Drapeaux en berne pour les 215 enfants morts d'un pensionnat autochtone

La découverte des restes de 215 enfants a soulevé une vive émotion au pays et particulièrement au sein des communautés autochtones.
Photo: Justin Tang La Presse canadienne La découverte des restes de 215 enfants a soulevé une vive émotion au pays et particulièrement au sein des communautés autochtones.

Le Canada a mis ses drapeaux en berne dimanche, en signe de deuil après la découverte des restes de 215 enfants autochtones sur le site d’un ancien pensionnat en Colombie-Britannique.

« Pour honorer les 215 enfants qui ont perdu la vie à l’ancien pensionnat de Kamloops et les enfants autochtones qui ne sont jamais rentrés à la maison, les survivants et leurs familles, j’ai demandé la mise en berne des drapeaux de la Tour de la Paix et des immeubles fédéraux », a annoncé le premier ministre Justin Trudeau sur Twitter.

La mairesse de Montréal Valérie Plante a également demandé que les drapeaux de l'hôtel de ville soient mis en berne « pour afficher notre support à la communauté ».

Sur les réseaux sociaux, la mairesse s'est dite « consternée devant la découverte de 215 enfants enterrés » et a précisé qu'une « déclaration de soutien sera également adoptée lors du prochain conseil municipal ».

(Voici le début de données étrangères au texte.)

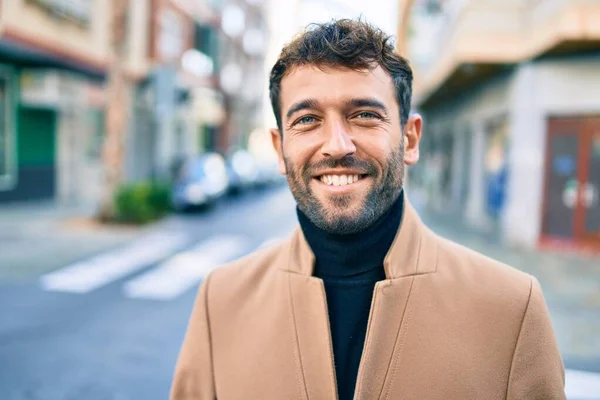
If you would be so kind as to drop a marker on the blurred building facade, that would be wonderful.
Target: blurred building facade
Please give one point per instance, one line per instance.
(508, 90)
(194, 83)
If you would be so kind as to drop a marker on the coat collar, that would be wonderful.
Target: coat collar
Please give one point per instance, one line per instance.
(413, 251)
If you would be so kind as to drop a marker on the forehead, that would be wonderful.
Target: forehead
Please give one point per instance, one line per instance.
(331, 85)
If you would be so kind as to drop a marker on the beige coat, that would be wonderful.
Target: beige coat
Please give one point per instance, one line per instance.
(447, 323)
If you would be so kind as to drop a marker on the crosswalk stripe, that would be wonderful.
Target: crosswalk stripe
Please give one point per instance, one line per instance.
(88, 275)
(582, 385)
(186, 269)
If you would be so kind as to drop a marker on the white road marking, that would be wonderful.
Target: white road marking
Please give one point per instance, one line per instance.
(581, 385)
(184, 270)
(90, 274)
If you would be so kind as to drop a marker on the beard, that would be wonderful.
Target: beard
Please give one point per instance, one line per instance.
(382, 194)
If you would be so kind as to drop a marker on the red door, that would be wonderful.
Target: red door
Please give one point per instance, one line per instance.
(571, 212)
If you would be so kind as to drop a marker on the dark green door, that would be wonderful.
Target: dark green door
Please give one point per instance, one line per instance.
(36, 150)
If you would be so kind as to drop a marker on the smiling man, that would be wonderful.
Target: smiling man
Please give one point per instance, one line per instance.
(363, 301)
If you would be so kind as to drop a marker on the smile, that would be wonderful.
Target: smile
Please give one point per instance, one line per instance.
(340, 180)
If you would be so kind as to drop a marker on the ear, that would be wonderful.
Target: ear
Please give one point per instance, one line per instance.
(278, 146)
(412, 138)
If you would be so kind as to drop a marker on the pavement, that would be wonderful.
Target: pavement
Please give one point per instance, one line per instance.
(94, 312)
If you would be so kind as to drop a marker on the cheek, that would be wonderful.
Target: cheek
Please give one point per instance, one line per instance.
(376, 151)
(299, 152)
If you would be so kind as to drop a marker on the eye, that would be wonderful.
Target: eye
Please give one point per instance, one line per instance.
(367, 115)
(305, 120)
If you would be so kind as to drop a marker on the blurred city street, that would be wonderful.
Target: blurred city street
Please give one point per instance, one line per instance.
(109, 325)
(88, 337)
(135, 157)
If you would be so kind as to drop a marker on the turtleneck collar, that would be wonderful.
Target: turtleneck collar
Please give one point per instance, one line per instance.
(354, 254)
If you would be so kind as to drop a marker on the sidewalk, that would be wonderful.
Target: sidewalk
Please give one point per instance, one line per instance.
(39, 237)
(571, 285)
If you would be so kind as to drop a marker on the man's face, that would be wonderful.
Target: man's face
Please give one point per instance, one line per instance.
(343, 149)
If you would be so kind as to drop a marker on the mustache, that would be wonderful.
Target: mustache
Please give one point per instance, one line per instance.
(344, 162)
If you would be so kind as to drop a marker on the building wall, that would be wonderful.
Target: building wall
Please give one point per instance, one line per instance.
(527, 96)
(467, 115)
(29, 22)
(553, 88)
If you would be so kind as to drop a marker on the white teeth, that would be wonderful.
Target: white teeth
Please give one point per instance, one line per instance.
(339, 180)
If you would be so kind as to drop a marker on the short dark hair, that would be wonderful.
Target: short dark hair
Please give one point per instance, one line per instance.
(343, 43)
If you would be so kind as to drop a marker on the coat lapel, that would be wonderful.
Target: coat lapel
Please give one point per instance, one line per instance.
(309, 307)
(413, 253)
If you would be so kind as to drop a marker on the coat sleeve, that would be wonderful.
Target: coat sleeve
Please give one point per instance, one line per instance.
(193, 378)
(537, 371)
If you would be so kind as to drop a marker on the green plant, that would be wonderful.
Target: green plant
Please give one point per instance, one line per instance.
(142, 202)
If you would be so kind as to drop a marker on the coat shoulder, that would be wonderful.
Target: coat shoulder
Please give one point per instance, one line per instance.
(480, 272)
(241, 278)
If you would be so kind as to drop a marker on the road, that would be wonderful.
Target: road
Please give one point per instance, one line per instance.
(74, 335)
(109, 326)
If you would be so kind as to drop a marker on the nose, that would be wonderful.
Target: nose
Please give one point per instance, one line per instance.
(339, 143)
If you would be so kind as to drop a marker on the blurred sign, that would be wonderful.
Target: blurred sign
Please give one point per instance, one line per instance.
(208, 107)
(174, 34)
(51, 89)
(79, 11)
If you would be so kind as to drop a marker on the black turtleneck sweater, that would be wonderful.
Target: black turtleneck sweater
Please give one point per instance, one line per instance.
(350, 265)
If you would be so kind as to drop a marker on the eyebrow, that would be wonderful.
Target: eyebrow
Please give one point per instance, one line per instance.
(302, 105)
(367, 102)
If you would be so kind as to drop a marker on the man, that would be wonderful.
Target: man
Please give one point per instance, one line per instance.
(363, 301)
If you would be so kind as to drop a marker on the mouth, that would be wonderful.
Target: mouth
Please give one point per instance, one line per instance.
(340, 182)
(340, 179)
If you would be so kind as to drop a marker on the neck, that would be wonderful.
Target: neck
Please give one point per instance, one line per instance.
(345, 255)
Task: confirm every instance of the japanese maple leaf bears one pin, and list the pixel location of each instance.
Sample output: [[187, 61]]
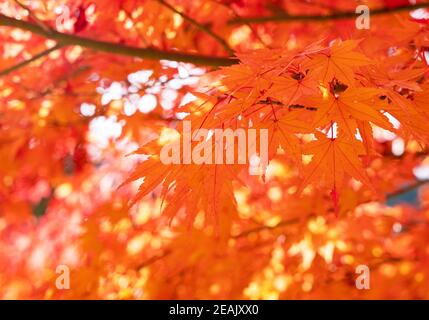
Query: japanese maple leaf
[[289, 89], [340, 62], [347, 107]]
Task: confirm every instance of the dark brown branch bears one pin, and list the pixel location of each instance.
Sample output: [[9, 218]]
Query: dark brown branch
[[115, 48], [334, 16], [200, 26], [156, 54], [26, 62], [297, 220]]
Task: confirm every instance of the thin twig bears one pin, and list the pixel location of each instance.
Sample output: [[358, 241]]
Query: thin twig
[[200, 26], [28, 61], [116, 48], [283, 17]]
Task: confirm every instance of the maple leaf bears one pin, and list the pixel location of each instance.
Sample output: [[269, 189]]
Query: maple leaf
[[347, 107]]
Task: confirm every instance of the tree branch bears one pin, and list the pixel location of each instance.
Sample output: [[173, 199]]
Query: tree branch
[[200, 26], [28, 61], [334, 16], [292, 221], [115, 48]]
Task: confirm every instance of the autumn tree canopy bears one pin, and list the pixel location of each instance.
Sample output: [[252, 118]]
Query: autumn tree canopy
[[92, 92]]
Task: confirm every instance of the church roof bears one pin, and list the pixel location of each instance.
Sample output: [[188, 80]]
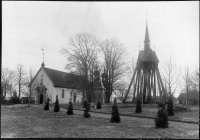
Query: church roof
[[149, 56], [62, 79]]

La découverte des restes de 215 enfants, « dont certains n’avaient que trois ans », a soulevé une vive émotion au pays et particulièrement au sein des communautés autochtones. Elle avait été annoncée en fin de semaine par la communauté Tk’emlups te Secwepemc.

Les restes ont été repérés par un expert à l’aide d’un géoradar sur le site d’un ancien pensionnat près de Kamloops, en Colombie-Britannique, qui avait été géré par l’Église catholique. Ce type d’établissements, créés il y a plus d’un siècle, avaient pour but de retirer les enfants autochtones à leurs communautés pour les assimiler à la culture dominante.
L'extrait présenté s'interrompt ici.